2. Experimental design, materials and methods

2.1. Sample description

The sea urchins were collected from Saint Joseph Bay Aquatic Preserve of the U.S. Gulf of Mexico (29.80° N 85.36° W). For the laboratory aquaculture (LAB) group [1], adult sea urchins (n = 2) were kept in a recirculating saltwater tank system for six months, and fed a formulated feed ad libitum once every 24–48 h that consisted of 6% lipid, 28% protein, and 36% carbohydrate relative percentages [2]. The aquaria were maintained at 22 ± 2 °C with a pH of 8.2 ± 0.2 and salinity of 32 ± 1 ppt. For the naturally occurring (ENV) group [3], adult sea urchins (n = 3) were collected from within the same 1 m2 area and transported to the laboratory at the University of Alabama at Birmingham (UAB) for sample collection. Water conditions were recorded as 20 ± 2 °C with a pH of 7.8 ± 0.2 and salinity of 28 ± 1 ppt. For both groups, the Illumina MiSeq high throughput-sequencing (HTS) platform was used with the 250 bp paired-end kits targeting the V4 hypervariable region [4], [5]. The paired-end raw sequence data were demultiplexed and formatted into FASTQ files [6]. The raw data were deposited in the National Center for Biotechnology Information (NCBI) Sequence Read Archive (SRA) under BioProject #PRJNA291441 and #PRJNA326427 for the LAB and ENV group, respectively. The paired-end sequence data for the gut microbial communities can be accessed under the following NCBI BioSample Ids: SAMN03944319 - SAMN03944322 (LAB group) and SAMN05277845 - SAMN05277850 (ENV group). Subgroups for the laboratory-fed group are as follows: LAB.Gut.Tissue (n = 2), LAB.Gut.Digesta (n = 2), ENV.Gut.Tissue (n = 3), and ENV.Gut.Digesta (n = 3).
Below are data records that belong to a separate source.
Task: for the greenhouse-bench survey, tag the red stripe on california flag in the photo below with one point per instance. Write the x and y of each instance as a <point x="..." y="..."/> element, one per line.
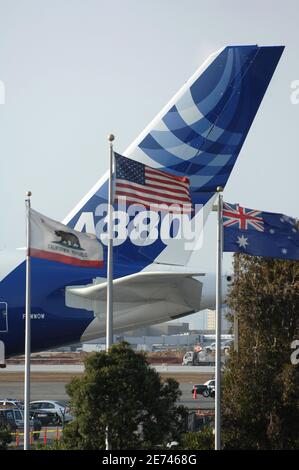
<point x="65" y="259"/>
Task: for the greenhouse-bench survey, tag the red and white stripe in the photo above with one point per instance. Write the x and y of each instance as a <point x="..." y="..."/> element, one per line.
<point x="159" y="188"/>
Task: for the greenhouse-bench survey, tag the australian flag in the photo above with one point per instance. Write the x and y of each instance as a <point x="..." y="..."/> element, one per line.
<point x="259" y="233"/>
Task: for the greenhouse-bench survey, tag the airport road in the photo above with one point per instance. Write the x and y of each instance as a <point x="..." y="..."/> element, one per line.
<point x="49" y="384"/>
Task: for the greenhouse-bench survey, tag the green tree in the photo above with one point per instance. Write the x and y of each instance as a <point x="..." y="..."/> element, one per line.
<point x="120" y="390"/>
<point x="203" y="440"/>
<point x="5" y="437"/>
<point x="260" y="399"/>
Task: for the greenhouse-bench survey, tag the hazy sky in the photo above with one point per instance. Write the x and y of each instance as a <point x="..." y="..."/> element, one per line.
<point x="76" y="70"/>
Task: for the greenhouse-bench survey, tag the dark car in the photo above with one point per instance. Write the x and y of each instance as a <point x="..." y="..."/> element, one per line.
<point x="201" y="389"/>
<point x="46" y="418"/>
<point x="14" y="419"/>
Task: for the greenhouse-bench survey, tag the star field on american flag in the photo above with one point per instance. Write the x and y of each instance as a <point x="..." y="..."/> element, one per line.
<point x="136" y="183"/>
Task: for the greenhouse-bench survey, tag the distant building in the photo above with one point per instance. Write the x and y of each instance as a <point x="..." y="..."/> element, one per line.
<point x="169" y="328"/>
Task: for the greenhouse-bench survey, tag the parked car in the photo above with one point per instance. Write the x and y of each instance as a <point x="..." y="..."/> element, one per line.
<point x="60" y="413"/>
<point x="211" y="387"/>
<point x="14" y="419"/>
<point x="12" y="402"/>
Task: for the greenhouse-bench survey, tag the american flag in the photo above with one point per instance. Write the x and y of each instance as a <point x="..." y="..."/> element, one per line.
<point x="244" y="219"/>
<point x="136" y="183"/>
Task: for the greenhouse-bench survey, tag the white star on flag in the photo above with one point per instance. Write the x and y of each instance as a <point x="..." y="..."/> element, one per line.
<point x="242" y="241"/>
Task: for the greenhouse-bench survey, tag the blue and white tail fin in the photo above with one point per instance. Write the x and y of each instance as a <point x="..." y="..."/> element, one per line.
<point x="199" y="133"/>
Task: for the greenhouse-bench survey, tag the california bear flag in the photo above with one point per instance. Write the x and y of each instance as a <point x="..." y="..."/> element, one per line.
<point x="52" y="240"/>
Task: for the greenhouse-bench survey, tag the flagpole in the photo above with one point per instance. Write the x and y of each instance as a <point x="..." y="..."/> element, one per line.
<point x="218" y="321"/>
<point x="109" y="312"/>
<point x="27" y="328"/>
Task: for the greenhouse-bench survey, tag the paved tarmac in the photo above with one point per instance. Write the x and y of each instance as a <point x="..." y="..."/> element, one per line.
<point x="48" y="382"/>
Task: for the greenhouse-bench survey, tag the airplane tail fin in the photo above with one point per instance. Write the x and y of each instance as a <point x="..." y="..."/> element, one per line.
<point x="198" y="134"/>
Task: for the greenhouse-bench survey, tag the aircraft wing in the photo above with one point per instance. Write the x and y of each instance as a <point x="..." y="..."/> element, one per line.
<point x="172" y="292"/>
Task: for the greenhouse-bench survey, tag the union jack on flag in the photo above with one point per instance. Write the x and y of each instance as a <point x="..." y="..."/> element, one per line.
<point x="244" y="219"/>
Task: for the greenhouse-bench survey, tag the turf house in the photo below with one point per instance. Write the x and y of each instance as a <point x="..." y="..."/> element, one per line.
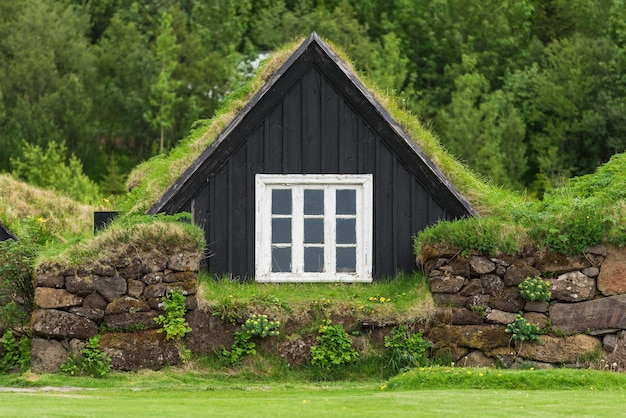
<point x="312" y="180"/>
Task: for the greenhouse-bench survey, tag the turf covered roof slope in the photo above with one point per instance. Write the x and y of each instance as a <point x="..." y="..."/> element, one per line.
<point x="149" y="181"/>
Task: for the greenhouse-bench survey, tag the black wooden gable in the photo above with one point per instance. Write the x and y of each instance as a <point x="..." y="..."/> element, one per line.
<point x="313" y="116"/>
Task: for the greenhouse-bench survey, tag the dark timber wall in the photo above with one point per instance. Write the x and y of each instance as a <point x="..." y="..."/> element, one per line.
<point x="313" y="117"/>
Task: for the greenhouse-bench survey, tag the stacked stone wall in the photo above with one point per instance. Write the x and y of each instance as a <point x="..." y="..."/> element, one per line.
<point x="118" y="297"/>
<point x="477" y="296"/>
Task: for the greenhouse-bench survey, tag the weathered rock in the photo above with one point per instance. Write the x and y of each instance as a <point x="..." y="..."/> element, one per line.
<point x="491" y="284"/>
<point x="559" y="263"/>
<point x="446" y="284"/>
<point x="609" y="312"/>
<point x="477" y="359"/>
<point x="56" y="282"/>
<point x="153" y="278"/>
<point x="591" y="272"/>
<point x="60" y="324"/>
<point x="518" y="272"/>
<point x="95" y="301"/>
<point x="561" y="349"/>
<point x="449" y="300"/>
<point x="474" y="287"/>
<point x="126" y="304"/>
<point x="139" y="350"/>
<point x="572" y="287"/>
<point x="612" y="277"/>
<point x="124" y="321"/>
<point x="509" y="300"/>
<point x="500" y="317"/>
<point x="94" y="314"/>
<point x="109" y="287"/>
<point x="481" y="265"/>
<point x="49" y="298"/>
<point x="160" y="290"/>
<point x="47" y="356"/>
<point x="183" y="261"/>
<point x="135" y="288"/>
<point x="80" y="285"/>
<point x="537" y="318"/>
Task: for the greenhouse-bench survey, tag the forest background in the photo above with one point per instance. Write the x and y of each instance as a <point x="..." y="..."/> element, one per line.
<point x="525" y="92"/>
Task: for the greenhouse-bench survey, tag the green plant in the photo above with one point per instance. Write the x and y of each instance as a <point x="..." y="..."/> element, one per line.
<point x="334" y="347"/>
<point x="91" y="361"/>
<point x="16" y="353"/>
<point x="404" y="350"/>
<point x="174" y="324"/>
<point x="522" y="330"/>
<point x="535" y="288"/>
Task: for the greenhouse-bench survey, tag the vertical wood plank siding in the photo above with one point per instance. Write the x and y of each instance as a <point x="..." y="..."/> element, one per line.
<point x="313" y="129"/>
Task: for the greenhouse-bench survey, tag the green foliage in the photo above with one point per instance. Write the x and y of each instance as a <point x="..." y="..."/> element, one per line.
<point x="255" y="326"/>
<point x="334" y="347"/>
<point x="16" y="353"/>
<point x="404" y="349"/>
<point x="522" y="330"/>
<point x="17" y="291"/>
<point x="174" y="324"/>
<point x="48" y="168"/>
<point x="535" y="288"/>
<point x="91" y="361"/>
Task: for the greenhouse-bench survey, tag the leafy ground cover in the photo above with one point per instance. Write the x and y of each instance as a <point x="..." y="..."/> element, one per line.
<point x="183" y="392"/>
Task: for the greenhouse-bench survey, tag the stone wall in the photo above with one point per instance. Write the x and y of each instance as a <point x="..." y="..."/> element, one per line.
<point x="478" y="296"/>
<point x="117" y="296"/>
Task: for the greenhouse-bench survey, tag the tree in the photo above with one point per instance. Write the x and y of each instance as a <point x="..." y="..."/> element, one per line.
<point x="163" y="92"/>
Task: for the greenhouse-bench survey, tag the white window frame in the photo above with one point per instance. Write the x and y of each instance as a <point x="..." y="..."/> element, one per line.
<point x="265" y="183"/>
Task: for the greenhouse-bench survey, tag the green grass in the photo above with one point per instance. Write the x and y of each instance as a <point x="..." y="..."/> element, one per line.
<point x="176" y="392"/>
<point x="402" y="298"/>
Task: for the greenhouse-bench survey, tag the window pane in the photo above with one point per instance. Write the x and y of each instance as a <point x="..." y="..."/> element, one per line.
<point x="346" y="202"/>
<point x="281" y="202"/>
<point x="281" y="259"/>
<point x="346" y="260"/>
<point x="313" y="202"/>
<point x="313" y="260"/>
<point x="314" y="231"/>
<point x="281" y="230"/>
<point x="346" y="231"/>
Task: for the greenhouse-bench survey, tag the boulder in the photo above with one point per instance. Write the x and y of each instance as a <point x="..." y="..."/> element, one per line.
<point x="47" y="356"/>
<point x="572" y="287"/>
<point x="110" y="287"/>
<point x="139" y="350"/>
<point x="561" y="349"/>
<point x="446" y="284"/>
<point x="598" y="314"/>
<point x="612" y="277"/>
<point x="61" y="325"/>
<point x="49" y="298"/>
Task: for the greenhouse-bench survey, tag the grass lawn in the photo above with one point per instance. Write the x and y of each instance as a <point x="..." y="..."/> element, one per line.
<point x="174" y="393"/>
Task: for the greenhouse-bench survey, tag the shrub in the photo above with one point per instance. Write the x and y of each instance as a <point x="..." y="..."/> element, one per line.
<point x="334" y="347"/>
<point x="521" y="330"/>
<point x="535" y="288"/>
<point x="404" y="349"/>
<point x="90" y="361"/>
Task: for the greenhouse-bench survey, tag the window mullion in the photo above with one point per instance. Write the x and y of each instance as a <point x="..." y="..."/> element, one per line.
<point x="297" y="255"/>
<point x="330" y="227"/>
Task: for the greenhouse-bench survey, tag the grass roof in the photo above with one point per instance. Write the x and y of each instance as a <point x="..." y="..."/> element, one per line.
<point x="151" y="179"/>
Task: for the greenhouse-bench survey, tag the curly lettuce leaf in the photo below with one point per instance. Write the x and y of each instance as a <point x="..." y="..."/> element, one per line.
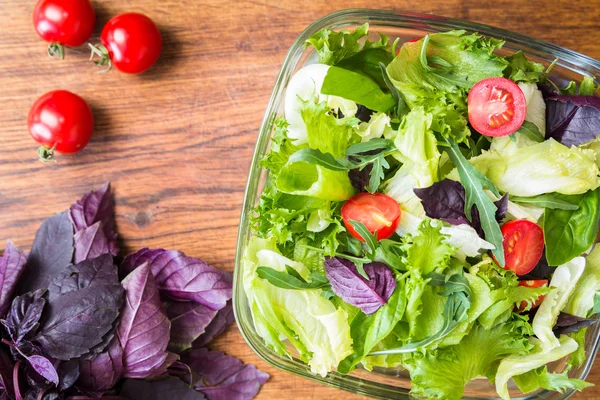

2.2. Quality assessment and filtering

The raw and demultiplexed paired-end sequence datasets were initially assessed by FastQC [7], and only reads showing 80% of bases at a Q score of >33 were retained by using the “fastx_trimmer” command from the FASTX Toolkit [5], [8] and merged using USEARCH [9]. Paired-end reads with <50 base overlap and/or >20 mismatching nucleotides were filtered from the analysis, and chimeric sequences were removed using USEARCH [9].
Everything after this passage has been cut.